What is Nostr?
Tyler the Enginigger /
npub1a8p…2ncx
2025-01-27 23:35:58
in reply to nevent1q…9ccp

Tyler the Enginigger on Nostr: I am going to try this today: https://github.com/Tencent/Hunyuan3D-2 Not the ...

I am going to try this today: https://github.com/Tencent/Hunyuan3D-2

Not the deepseek-r1 because I got bored of it

You can run almost any model on the cpu with your normal ram, but I think, for some cards and for some cpus and for some versions of linux on some drivers you can either do cpu offload with a gpu or only gpu

Because it's in such a fast moving field I can't tell you ## b models are good or better or behave this way or fit in this much vram etc because it also depends if they're using fp32/16/8 or int8/4 quantization to reduce total size at the sacrifice of accuracy.

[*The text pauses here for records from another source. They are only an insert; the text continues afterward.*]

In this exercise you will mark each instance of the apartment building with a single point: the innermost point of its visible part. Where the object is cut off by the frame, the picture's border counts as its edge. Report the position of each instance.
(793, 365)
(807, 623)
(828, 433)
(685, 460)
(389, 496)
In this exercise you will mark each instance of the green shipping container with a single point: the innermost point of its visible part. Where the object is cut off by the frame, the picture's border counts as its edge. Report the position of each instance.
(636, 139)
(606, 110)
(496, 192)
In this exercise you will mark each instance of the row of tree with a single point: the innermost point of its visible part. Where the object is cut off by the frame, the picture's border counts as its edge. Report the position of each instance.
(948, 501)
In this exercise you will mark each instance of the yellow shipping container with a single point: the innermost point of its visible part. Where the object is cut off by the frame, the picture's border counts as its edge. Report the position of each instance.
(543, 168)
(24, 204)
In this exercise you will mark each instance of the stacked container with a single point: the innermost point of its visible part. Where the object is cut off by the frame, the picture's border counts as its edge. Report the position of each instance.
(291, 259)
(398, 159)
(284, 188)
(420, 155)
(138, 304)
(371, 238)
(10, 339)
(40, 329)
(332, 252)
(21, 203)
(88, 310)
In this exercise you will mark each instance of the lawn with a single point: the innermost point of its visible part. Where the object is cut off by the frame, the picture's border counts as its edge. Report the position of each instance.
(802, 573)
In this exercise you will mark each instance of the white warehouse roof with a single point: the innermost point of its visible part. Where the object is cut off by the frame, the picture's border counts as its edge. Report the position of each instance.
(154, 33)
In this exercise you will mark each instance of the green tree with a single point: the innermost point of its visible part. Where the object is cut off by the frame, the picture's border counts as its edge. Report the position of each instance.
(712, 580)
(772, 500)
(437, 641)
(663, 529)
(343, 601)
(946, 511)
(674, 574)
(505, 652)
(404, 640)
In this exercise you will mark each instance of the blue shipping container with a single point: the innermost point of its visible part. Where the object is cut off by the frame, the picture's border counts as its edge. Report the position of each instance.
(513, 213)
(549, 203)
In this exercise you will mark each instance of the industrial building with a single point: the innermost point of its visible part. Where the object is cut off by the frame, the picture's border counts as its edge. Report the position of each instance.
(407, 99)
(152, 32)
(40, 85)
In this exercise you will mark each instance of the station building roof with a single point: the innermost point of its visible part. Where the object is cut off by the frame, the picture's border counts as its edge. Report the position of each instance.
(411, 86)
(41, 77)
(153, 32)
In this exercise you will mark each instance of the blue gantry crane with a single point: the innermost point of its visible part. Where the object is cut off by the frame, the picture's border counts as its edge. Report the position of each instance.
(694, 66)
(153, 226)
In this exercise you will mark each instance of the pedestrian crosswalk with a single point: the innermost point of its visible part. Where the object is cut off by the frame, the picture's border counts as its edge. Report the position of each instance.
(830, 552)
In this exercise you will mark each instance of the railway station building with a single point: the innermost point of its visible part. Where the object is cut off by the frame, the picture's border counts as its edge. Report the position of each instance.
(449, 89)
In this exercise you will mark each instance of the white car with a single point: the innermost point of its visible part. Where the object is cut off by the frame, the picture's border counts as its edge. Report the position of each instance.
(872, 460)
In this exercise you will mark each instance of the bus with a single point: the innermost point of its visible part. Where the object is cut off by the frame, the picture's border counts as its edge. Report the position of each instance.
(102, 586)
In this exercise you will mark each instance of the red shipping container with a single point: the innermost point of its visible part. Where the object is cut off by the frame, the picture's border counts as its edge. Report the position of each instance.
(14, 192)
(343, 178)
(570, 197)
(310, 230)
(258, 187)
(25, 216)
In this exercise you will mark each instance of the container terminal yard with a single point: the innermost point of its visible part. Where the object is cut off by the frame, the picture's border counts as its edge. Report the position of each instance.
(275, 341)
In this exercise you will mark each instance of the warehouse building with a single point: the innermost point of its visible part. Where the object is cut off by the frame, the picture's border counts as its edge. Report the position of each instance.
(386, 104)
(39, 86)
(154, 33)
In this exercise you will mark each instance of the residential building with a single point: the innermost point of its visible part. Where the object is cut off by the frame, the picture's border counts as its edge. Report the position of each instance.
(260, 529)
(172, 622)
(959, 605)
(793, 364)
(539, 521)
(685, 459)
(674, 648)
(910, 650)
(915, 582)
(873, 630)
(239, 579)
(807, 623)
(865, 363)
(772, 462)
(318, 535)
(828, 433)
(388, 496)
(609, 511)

For example, the one I linked above, I don't have enough vram. I do for ONE model, but the gradio_app.py wants. Sometimes you can do cpu_offload=True somewhere and it will be MUCH slower but you can at least run it.

It's a pretty complicated field, as far as new concepts and what effects what, and I'm still trying to figure it all out.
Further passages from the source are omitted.